Jorge Juan Rodriguez V, a graduate student at Union Theological Seminary in New York City, has a Dec. 24 article at Religion Dispatches entitled: “‘This is What Theology Looks Like’: Disrupting a Crucifying System.”
Rodriguez writes about the wave of national protest that has erupted following the police killings of Michael Brown and Eric Garner. Protesters seek to “disrupt a system which perpetually declares black and brown lives less than human—a system that thrives on Wall Street, in congress, in institutions of higher education, and even in churches.”
Marchers chant phrases like “Black lives matter,” “I can’t breathe,” and “Hands up, don’t shoot.” Faith leaders who have joined them often chant: “This is what theology looks like.” Rodriguez observes: “From Ferguson to New York City this phrase has been invoked.”
He continues: “In marching in solidarity with those communities directly affected by police brutality and systemic racism—including the very communities of many faith leaders marching—this chant draws attention to a physical disruption. Moving away from an academic or interpersonal discourse, these leaders declare that the theological enterprise—the study, understanding, and enactment of God—does not only happen while we sit in a classroom or in the pews of a congregation….To do theology is to disrupt the system by organizing, tweeting, marching, and protesting.”
I take Rodriguez’s words to heart, because I aspire to be where he is.
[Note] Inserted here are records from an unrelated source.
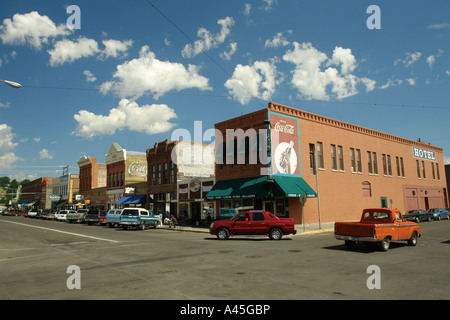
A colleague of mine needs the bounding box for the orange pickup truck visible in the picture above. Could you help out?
[334,208,421,251]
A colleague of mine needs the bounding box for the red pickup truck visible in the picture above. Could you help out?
[209,210,297,240]
[334,208,421,251]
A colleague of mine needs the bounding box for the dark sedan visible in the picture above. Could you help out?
[428,208,450,220]
[403,210,434,223]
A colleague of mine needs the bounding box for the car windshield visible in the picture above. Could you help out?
[364,211,389,220]
[122,209,139,216]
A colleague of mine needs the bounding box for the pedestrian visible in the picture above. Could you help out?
[171,215,177,229]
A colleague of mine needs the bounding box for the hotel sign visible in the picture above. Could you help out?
[413,147,436,161]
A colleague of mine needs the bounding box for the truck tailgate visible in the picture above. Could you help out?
[334,222,375,237]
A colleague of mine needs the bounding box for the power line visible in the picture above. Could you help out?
[22,85,450,110]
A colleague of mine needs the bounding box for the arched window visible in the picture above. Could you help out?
[361,181,372,197]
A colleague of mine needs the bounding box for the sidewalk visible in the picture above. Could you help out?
[160,222,334,235]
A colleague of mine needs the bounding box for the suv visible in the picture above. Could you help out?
[66,209,89,223]
[28,209,39,218]
[56,210,77,221]
[120,208,162,230]
[216,208,237,220]
[84,209,103,225]
[104,209,123,228]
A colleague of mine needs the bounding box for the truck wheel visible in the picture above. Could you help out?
[269,228,283,240]
[408,231,417,247]
[217,228,230,240]
[380,237,391,251]
[345,240,356,249]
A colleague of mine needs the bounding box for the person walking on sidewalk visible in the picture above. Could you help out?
[169,214,177,229]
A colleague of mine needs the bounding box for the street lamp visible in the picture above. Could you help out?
[0,80,22,89]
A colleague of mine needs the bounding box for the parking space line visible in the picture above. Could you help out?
[0,220,120,243]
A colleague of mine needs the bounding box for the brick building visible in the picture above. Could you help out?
[20,177,53,209]
[207,103,448,224]
[147,139,214,224]
[77,156,106,209]
[105,142,147,209]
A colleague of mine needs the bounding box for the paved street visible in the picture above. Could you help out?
[0,216,450,300]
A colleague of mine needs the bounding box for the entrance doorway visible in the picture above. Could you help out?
[191,201,201,224]
[425,197,430,210]
[380,197,388,208]
[264,201,275,213]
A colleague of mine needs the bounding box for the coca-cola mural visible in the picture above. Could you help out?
[269,112,301,175]
[125,155,147,182]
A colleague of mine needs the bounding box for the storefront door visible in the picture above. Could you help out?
[264,201,275,213]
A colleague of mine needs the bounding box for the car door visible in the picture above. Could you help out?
[231,212,252,235]
[392,212,411,240]
[251,212,269,235]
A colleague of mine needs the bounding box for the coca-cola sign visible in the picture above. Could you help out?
[269,112,301,175]
[273,120,295,134]
[126,156,147,181]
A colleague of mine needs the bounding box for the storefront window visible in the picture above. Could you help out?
[275,198,286,217]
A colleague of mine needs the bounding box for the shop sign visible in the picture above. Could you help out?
[125,155,147,182]
[413,147,436,161]
[48,194,61,201]
[269,112,301,175]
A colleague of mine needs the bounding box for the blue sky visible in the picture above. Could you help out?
[0,0,450,180]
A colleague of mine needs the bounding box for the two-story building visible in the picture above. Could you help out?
[206,103,448,224]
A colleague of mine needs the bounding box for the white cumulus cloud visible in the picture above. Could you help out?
[0,11,70,50]
[39,149,53,160]
[100,46,211,100]
[0,124,23,171]
[394,51,422,68]
[47,37,99,67]
[181,17,234,58]
[73,99,177,139]
[225,61,280,104]
[99,39,133,59]
[283,42,375,100]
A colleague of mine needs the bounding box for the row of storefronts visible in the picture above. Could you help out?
[15,103,448,224]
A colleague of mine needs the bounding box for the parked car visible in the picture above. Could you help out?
[334,208,421,251]
[105,209,123,228]
[403,210,433,223]
[28,209,38,218]
[209,210,297,240]
[66,209,89,223]
[216,208,238,220]
[428,208,450,220]
[120,208,162,230]
[98,210,106,226]
[84,209,104,225]
[56,210,77,221]
[28,209,42,218]
[3,209,24,216]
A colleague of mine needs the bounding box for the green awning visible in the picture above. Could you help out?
[206,176,270,200]
[273,175,317,198]
[206,175,317,200]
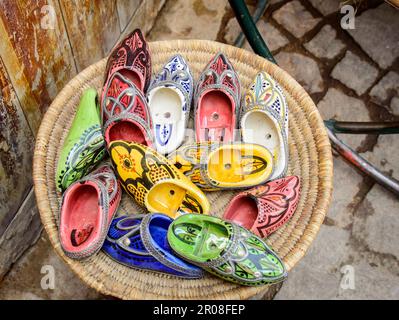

He is a master’s student in theology. I am applying to a graduate program in the same.
Divinity school is a natural next step. I have a bachelor’s in theology. My brain has operated as a kind of Catholic Wiki since I was twelve years old. And my aspirations, when I am at my clearest and most honest, have always been about something much bigger than–even independent of–my personal and material fortunes.
But I also know–again when I am at my clearest and most honest–that a “natural step” is not, in and of itself, a “good step.” To borrow an expression from Albino Luciani, Pope John Paul I: “There is some coincidence but we cannot make a perfect equation.”
Justin at his most “natural” would depart into L’Archivio Segreto Vaticano, the Vatican’s secret archives. He would shut its creaky doors behind him forever, for he is an introvert of introverts. Then he would spend the rest of his days at some table laden with folios, perhaps perusing the records of Galileo’s trial before the Inquisition, or maybe Leo X’s condemnation of Luther, while aging away under the vacant gaze of busts of dead popes. God would weep. But Justin, off in la-la land, would never know.
I am, and will always be, the sort of person who needs reminding that God is not a noun but a verb. I need reminding that the only usefulness of theology–and it is indeed useful–is just that, its usefulness. I have no right to study theology unless I also do theology. Unless I, as Rodriguez puts it, enact God. This doing, this enacting, is what has happened in the streets of Ferguson and in the squares of New York.
To which I might add a corollary: I have no right to do theology unless I do it at home. I have no need to go anywhere. I know my town. I know my greater metropolitan area. I know Chicago. I do not have to ride to Ferguson. I do not need to fly to New York. Everything is, I shudder to say, right here in my backyard.
And that includes God, who awaits my enactment, my physical disruption in communion with others.